The European Commission extended its deadline to rule on the deal until March 30 after it received an offer from the company to alleviate possible competition concerns, according to a filing on its website today. The Brussels-based regulator didn’t give any details of the proposal.
IAG agreed in December to buy BMI’s main operations, based at London’s Heathrow airport, for 172.5 million pounds ($270 million.) Chief Executive Officer Willie Walsh said the deal was a “unique” opportunity, even amid tough economic conditions. BMI holds 8.5 percent of takeoff and landing slots at Heathrow, which operates at 99 percent of capacity and won’t be allowed to add a third runway, according to Prime Minister David Cameron.

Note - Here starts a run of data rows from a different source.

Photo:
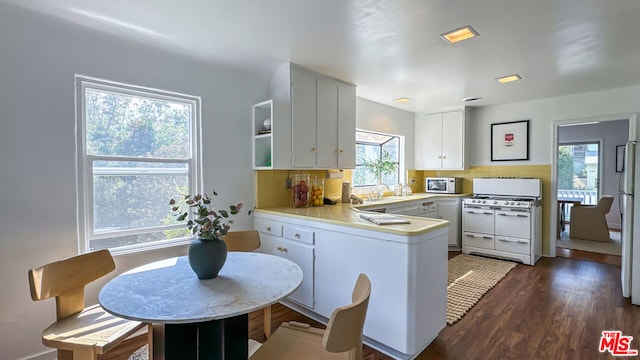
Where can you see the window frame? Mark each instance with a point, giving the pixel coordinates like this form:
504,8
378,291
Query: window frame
400,161
85,171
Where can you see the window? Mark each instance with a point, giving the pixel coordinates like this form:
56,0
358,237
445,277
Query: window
137,148
372,146
579,169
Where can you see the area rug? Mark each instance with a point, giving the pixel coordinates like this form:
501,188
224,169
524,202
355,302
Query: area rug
468,279
613,247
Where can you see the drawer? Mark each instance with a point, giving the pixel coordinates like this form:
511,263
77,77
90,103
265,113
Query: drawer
514,245
298,234
478,240
268,227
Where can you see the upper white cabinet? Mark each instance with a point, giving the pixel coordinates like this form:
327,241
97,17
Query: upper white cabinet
317,121
439,141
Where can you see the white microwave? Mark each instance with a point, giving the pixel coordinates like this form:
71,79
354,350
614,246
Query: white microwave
443,185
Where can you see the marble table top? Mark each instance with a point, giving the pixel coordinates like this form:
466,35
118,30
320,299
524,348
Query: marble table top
169,292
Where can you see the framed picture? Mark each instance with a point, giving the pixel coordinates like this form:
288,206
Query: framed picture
510,141
619,158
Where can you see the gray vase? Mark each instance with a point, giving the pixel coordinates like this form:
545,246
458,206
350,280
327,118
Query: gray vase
207,257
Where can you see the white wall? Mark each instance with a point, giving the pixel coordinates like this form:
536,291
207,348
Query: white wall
542,114
37,148
373,116
610,134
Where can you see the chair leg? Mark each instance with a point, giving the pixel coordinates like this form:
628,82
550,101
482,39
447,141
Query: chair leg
150,340
84,352
267,321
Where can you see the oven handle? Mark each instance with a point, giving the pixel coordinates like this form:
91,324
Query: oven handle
479,236
507,240
517,215
480,212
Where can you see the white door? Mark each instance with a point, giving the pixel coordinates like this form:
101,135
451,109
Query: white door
452,140
327,124
513,223
303,115
302,255
478,220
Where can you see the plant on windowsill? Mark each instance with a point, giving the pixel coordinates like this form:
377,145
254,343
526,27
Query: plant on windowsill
208,252
384,165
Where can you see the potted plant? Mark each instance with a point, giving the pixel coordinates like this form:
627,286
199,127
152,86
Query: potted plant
208,252
384,165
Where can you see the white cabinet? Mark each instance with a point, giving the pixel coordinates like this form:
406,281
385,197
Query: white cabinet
439,141
271,148
295,244
450,209
321,119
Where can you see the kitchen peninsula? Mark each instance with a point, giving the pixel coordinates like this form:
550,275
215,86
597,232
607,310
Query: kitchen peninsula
407,265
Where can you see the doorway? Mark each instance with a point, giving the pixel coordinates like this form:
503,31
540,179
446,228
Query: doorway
584,159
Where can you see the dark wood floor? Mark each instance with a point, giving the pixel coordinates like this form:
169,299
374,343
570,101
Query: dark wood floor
556,309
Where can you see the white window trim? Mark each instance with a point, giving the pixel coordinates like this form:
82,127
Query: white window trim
84,180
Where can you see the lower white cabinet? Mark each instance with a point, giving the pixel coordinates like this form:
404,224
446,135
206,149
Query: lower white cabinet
295,244
408,274
450,209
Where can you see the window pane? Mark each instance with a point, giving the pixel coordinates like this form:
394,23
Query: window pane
117,241
128,125
130,195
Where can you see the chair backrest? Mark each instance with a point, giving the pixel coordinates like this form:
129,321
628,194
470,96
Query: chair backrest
604,204
344,330
242,240
65,280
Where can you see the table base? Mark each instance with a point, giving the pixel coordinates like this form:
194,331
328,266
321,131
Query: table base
210,340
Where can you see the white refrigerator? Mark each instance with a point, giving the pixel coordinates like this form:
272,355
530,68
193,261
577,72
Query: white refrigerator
630,210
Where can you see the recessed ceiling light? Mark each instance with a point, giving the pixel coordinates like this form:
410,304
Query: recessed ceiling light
509,78
463,33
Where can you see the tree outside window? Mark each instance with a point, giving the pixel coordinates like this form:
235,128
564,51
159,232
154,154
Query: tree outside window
380,151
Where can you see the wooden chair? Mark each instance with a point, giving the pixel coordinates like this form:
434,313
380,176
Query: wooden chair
341,340
82,333
589,222
248,241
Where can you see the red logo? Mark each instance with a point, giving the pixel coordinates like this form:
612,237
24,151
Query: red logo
617,344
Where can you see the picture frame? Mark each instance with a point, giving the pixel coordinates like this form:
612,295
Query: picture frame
510,141
619,158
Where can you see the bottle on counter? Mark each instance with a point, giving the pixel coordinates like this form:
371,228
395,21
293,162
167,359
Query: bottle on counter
346,192
300,190
317,192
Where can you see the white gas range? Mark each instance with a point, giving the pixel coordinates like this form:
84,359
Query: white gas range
504,219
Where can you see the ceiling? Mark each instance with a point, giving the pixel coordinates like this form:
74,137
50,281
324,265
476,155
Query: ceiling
392,48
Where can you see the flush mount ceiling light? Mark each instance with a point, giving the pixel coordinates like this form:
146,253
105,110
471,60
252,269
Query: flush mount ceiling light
463,33
509,78
402,100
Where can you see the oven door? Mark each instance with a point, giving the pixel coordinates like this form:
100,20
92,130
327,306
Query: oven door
513,223
477,220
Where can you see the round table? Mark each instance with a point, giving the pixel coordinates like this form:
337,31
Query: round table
200,319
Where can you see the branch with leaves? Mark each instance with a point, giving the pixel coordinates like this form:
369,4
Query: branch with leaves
208,222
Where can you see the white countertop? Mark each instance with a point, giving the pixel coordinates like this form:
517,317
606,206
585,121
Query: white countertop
344,214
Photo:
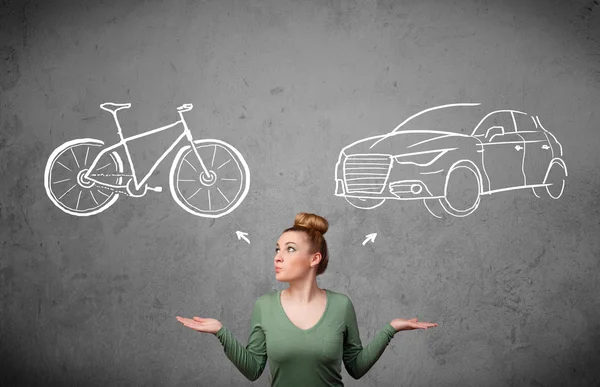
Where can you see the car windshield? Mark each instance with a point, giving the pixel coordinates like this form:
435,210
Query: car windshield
458,118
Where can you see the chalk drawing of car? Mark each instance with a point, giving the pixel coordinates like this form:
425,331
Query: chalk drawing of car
427,158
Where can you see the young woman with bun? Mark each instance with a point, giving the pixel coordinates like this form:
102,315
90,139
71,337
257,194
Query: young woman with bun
304,331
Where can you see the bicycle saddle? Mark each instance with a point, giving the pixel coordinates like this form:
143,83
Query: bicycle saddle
114,107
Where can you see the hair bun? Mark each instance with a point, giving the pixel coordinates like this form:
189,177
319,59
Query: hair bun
312,221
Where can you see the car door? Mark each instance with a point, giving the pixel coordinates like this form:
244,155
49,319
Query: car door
538,152
503,152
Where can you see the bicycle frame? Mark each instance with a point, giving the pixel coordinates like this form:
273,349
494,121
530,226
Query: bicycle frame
123,142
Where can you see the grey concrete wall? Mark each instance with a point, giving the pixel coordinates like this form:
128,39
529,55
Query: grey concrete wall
92,300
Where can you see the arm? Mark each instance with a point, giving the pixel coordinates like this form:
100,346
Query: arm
359,360
251,359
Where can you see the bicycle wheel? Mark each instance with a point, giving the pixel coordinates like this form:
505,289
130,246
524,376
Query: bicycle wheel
64,177
214,195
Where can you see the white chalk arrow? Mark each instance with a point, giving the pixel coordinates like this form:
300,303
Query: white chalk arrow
242,235
370,237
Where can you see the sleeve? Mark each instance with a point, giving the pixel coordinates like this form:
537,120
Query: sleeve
359,360
250,360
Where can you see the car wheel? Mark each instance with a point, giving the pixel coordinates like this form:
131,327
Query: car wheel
462,191
364,203
555,181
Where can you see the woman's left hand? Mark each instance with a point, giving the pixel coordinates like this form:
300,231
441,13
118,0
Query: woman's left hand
401,324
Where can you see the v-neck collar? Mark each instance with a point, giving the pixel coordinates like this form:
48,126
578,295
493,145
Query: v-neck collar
327,297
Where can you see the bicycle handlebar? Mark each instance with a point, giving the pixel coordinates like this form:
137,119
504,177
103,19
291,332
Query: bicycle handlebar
185,107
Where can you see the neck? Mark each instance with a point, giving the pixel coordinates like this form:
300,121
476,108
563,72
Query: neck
303,293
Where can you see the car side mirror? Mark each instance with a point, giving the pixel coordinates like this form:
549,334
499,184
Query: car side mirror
493,131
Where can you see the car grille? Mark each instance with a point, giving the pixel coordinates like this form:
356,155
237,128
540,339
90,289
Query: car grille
366,173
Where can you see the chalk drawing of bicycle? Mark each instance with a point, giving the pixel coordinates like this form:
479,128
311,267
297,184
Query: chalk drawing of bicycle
208,178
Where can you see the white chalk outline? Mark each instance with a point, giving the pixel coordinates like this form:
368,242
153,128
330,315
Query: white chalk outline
207,177
370,172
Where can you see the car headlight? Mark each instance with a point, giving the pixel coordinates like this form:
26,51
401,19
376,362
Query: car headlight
422,159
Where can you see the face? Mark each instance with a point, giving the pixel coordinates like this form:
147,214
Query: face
293,257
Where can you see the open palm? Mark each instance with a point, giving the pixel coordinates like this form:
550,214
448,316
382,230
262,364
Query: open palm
401,324
208,325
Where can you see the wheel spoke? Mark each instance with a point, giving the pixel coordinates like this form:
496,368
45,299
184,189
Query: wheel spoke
223,195
75,157
223,164
198,190
99,169
78,198
64,166
91,193
67,191
191,165
213,161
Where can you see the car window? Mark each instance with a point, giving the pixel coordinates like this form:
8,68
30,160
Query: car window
494,123
525,123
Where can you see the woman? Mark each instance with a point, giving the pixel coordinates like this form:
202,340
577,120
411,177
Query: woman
303,330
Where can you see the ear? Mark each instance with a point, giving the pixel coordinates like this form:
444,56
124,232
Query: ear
316,259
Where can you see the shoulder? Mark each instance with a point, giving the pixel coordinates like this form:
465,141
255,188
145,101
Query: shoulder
267,298
339,298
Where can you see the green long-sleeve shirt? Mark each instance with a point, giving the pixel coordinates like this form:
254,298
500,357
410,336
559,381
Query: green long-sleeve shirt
304,357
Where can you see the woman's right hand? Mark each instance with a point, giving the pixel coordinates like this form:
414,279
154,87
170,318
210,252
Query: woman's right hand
207,325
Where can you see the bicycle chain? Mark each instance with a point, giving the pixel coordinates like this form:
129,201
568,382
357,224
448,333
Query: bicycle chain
115,190
110,174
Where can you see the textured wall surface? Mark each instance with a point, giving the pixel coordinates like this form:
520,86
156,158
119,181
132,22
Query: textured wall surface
92,300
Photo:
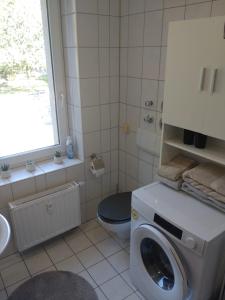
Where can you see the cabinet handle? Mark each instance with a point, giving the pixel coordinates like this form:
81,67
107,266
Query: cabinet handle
202,79
213,81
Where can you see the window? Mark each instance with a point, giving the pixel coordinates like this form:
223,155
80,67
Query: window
33,115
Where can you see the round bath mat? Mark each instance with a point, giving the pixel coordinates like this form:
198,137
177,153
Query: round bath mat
56,285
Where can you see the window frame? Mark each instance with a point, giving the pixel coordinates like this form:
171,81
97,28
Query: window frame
53,20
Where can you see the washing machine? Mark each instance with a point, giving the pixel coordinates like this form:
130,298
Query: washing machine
177,245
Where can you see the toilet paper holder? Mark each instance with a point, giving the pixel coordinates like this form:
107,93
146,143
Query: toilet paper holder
97,166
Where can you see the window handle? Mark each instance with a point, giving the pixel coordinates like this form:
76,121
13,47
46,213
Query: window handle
213,81
202,79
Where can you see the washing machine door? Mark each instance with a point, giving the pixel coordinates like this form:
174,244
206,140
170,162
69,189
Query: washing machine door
155,266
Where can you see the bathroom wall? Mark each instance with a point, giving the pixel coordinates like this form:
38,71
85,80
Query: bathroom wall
143,45
91,49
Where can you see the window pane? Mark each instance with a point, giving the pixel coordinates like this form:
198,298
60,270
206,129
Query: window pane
27,100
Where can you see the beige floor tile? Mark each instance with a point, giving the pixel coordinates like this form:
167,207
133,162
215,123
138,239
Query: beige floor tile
71,264
116,289
102,272
97,235
108,247
78,241
120,261
14,273
90,256
58,250
37,260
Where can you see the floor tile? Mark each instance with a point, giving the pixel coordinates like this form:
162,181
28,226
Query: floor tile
14,273
89,225
90,256
3,295
71,264
100,294
78,241
9,260
108,247
86,276
37,260
12,287
116,289
127,278
97,235
58,250
120,261
102,272
133,296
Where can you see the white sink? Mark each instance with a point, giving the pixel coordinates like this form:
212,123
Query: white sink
4,233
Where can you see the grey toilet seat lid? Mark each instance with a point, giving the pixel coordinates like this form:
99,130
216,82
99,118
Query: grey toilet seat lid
116,208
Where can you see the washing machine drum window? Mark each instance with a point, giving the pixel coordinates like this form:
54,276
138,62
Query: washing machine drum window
155,265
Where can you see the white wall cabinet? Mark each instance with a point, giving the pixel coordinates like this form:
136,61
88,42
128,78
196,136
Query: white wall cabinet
195,76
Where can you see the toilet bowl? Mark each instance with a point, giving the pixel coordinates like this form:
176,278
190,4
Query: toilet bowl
114,213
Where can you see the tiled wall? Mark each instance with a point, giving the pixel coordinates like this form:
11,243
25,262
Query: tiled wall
91,48
143,45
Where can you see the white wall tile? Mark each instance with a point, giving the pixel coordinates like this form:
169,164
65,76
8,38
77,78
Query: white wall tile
151,62
89,91
134,91
135,62
103,31
105,116
153,28
71,62
136,26
133,116
202,10
115,8
136,6
104,62
149,94
114,31
114,114
173,3
218,8
114,61
68,6
91,118
69,28
171,14
103,7
88,62
105,140
92,143
87,6
124,32
104,90
87,26
153,5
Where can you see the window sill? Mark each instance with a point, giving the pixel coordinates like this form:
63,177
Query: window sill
44,167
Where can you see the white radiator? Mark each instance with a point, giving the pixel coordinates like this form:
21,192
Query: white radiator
42,216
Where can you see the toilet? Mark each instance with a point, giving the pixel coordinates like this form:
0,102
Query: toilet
114,213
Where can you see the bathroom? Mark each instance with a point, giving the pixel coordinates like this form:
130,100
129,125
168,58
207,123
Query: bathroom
106,62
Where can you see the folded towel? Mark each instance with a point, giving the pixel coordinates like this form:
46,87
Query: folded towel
175,168
176,185
209,178
198,194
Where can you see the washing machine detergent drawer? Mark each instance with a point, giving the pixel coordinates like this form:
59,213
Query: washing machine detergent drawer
156,269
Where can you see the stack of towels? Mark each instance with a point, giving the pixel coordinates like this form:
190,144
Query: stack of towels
171,174
206,182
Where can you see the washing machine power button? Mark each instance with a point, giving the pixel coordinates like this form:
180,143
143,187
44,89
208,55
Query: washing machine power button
190,243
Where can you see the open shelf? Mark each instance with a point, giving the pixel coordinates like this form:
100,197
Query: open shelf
213,153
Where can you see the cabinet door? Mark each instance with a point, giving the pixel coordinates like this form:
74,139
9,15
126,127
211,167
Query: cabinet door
214,121
186,86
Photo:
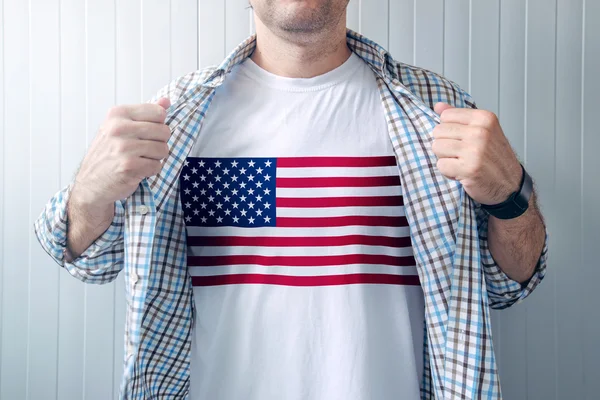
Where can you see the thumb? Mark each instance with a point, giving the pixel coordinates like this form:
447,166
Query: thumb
439,108
164,102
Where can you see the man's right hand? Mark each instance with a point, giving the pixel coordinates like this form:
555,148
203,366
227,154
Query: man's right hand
128,148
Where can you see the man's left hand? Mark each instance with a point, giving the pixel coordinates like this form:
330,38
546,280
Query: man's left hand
472,149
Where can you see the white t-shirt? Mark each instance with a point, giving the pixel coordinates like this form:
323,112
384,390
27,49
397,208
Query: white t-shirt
304,279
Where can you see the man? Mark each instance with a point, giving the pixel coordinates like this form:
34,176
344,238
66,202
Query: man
309,220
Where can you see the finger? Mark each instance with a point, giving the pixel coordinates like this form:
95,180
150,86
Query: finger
439,108
451,131
447,148
164,103
146,113
150,131
449,167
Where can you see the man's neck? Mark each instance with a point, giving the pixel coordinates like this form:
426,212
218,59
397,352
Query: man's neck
300,55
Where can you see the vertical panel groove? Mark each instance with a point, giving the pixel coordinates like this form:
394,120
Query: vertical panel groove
60,154
29,211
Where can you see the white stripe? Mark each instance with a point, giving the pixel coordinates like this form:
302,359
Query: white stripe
339,192
389,231
289,251
302,271
340,211
336,172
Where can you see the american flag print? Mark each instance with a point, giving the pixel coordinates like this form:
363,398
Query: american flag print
304,221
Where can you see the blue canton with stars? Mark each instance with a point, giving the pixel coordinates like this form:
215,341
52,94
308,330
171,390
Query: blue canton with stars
228,191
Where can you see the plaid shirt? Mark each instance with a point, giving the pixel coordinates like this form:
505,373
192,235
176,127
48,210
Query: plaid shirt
146,240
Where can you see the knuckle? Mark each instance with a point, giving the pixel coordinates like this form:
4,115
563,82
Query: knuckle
114,112
489,118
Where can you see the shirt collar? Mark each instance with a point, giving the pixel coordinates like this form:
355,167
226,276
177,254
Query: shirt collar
370,52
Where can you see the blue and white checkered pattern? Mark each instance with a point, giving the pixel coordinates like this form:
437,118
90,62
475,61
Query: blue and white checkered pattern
459,277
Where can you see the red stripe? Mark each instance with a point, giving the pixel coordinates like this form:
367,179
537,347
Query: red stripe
308,162
351,181
293,222
326,280
317,202
299,241
300,261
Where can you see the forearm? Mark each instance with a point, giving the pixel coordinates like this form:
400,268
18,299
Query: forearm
516,244
87,221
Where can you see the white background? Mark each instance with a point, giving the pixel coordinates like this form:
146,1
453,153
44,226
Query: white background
63,63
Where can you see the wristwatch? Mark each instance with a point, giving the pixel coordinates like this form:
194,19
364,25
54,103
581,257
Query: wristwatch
516,204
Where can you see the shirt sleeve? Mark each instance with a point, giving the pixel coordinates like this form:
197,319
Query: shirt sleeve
503,291
101,262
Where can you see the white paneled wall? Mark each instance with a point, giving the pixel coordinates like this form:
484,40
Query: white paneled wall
63,63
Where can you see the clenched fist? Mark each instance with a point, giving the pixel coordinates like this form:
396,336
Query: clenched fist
128,148
471,148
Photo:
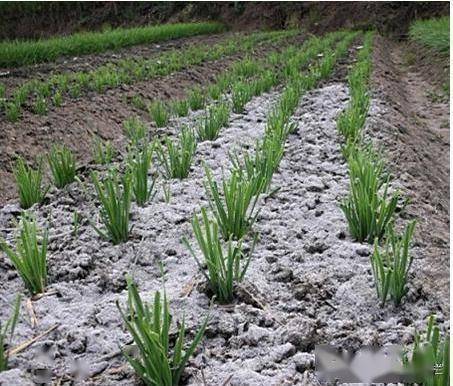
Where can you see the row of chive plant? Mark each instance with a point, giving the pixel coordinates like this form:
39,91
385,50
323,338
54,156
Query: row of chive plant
370,208
225,267
42,94
230,219
243,80
233,204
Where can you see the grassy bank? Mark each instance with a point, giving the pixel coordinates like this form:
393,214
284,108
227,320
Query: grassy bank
432,33
18,53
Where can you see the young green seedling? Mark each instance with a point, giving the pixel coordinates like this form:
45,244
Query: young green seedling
157,363
30,255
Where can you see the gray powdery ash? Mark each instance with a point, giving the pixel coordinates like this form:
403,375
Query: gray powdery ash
308,282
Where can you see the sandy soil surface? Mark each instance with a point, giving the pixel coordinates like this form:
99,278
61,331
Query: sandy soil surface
77,121
308,282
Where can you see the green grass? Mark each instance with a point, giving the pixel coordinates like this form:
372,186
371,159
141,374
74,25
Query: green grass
430,350
62,165
157,363
432,33
30,255
40,106
159,113
29,183
180,108
19,53
6,334
234,206
241,93
224,268
103,151
138,165
115,208
215,118
128,71
391,266
176,158
369,208
259,167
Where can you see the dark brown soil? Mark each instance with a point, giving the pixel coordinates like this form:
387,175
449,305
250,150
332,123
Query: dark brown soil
16,76
77,121
416,141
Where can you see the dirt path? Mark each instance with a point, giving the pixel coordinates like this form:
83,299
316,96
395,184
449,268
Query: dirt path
414,132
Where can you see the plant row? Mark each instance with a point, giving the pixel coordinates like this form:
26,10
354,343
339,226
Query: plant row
42,94
242,81
370,208
233,210
19,53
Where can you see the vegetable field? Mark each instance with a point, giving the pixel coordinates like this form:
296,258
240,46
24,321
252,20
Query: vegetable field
184,204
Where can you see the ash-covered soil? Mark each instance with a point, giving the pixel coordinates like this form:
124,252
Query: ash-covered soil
77,121
308,282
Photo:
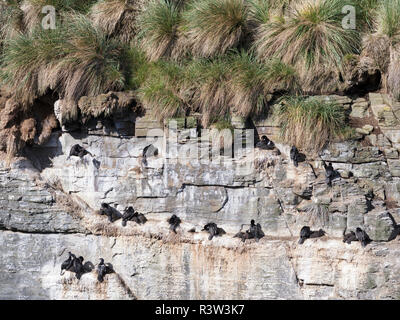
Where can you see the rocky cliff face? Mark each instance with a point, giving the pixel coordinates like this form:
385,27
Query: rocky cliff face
47,212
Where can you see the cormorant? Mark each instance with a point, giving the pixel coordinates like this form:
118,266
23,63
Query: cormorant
317,234
78,151
243,235
67,264
128,215
213,230
349,237
305,233
103,269
255,231
265,144
174,222
78,267
110,212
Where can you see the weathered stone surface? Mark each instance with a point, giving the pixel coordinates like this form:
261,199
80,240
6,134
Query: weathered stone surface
39,227
380,225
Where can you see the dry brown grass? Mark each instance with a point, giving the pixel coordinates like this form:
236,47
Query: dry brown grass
310,123
311,38
117,17
214,26
158,25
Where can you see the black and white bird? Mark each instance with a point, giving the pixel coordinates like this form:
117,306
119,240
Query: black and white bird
349,237
255,231
103,269
174,222
265,144
67,264
78,151
213,230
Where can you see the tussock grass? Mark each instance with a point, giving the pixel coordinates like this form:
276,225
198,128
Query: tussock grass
212,95
76,59
388,19
260,11
93,63
162,91
158,28
214,26
117,18
251,82
388,30
309,123
11,20
27,59
233,83
311,38
33,9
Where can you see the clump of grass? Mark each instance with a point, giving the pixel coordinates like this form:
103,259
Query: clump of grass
11,20
162,90
214,26
309,123
33,9
93,63
76,59
117,17
251,82
29,58
311,38
212,95
260,11
387,49
158,28
388,19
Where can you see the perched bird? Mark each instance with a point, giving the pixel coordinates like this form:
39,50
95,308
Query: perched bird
174,222
103,269
110,212
305,233
78,267
129,215
255,231
317,234
243,235
67,264
213,230
265,144
78,151
348,238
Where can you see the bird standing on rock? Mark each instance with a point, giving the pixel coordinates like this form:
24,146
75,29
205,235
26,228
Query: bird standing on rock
174,222
67,264
103,269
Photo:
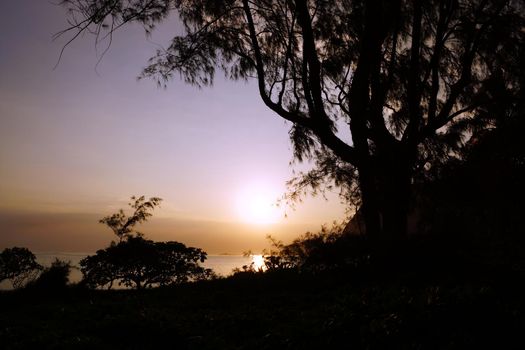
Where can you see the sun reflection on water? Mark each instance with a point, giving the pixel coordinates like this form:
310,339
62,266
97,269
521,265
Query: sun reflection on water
258,262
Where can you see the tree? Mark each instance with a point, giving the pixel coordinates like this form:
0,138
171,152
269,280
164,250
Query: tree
54,277
136,262
18,265
409,79
123,225
140,263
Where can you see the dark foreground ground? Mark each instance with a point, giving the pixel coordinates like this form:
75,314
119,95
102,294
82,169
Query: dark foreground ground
273,311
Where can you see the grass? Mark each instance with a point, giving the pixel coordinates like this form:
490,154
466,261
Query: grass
282,310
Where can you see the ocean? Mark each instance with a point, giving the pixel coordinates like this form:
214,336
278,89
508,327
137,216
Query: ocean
221,264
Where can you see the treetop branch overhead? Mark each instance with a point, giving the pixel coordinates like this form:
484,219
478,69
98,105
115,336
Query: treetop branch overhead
409,79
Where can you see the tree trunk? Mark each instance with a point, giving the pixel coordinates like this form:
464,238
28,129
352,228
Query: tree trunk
386,192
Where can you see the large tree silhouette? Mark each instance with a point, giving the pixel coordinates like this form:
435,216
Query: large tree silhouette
409,79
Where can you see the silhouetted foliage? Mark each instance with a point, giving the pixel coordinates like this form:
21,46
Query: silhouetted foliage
408,79
136,262
54,277
18,265
140,263
123,225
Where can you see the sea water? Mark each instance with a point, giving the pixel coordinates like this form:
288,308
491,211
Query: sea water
220,264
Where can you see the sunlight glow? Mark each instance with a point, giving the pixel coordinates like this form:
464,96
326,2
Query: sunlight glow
258,262
256,205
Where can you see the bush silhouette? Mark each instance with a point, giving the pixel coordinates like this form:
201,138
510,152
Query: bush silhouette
54,277
18,265
140,263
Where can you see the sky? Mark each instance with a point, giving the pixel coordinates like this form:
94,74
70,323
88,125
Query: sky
78,140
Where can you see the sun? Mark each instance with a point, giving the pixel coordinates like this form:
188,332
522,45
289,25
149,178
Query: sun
256,205
258,262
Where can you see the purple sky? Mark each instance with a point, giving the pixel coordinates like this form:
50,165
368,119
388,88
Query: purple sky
76,142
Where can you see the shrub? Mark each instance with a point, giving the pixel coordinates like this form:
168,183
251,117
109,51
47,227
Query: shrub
140,263
18,265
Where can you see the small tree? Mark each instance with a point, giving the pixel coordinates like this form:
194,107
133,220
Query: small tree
123,225
54,277
140,263
136,262
18,265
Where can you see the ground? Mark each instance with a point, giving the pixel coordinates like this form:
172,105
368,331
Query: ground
271,311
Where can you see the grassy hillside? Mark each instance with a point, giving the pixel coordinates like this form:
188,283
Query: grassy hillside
271,311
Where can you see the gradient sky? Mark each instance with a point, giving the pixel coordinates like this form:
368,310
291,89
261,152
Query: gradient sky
77,141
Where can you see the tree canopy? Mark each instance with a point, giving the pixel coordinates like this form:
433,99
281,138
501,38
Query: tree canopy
137,262
18,265
123,225
140,263
410,80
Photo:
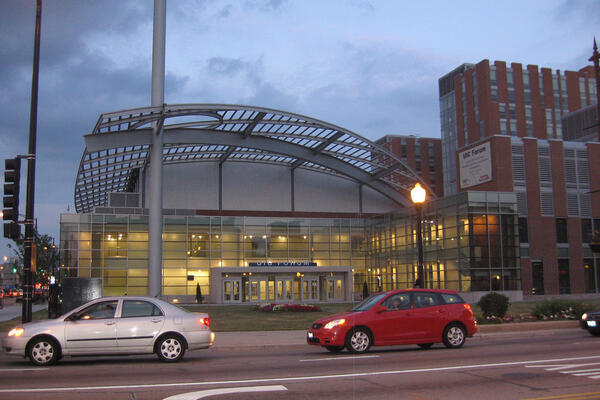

IAG is working with the EU and is “confident” that it will receive regulatory approval for the deal, Laura Goodes, a London-based spokeswoman, said today. She declined to comment on the content of the proposed competition remedies.
U.K. billionaire Richard Branson’s Virgin Atlantic Airways Ltd. also made an offer for BMI and has said British Airways is “already too dominant” at Heathrow and that competition authorities should be concerned.
Lufthansa, Europe’s second-biggest airline, will sell BMI’s discount unit BMIBaby in a separate deal.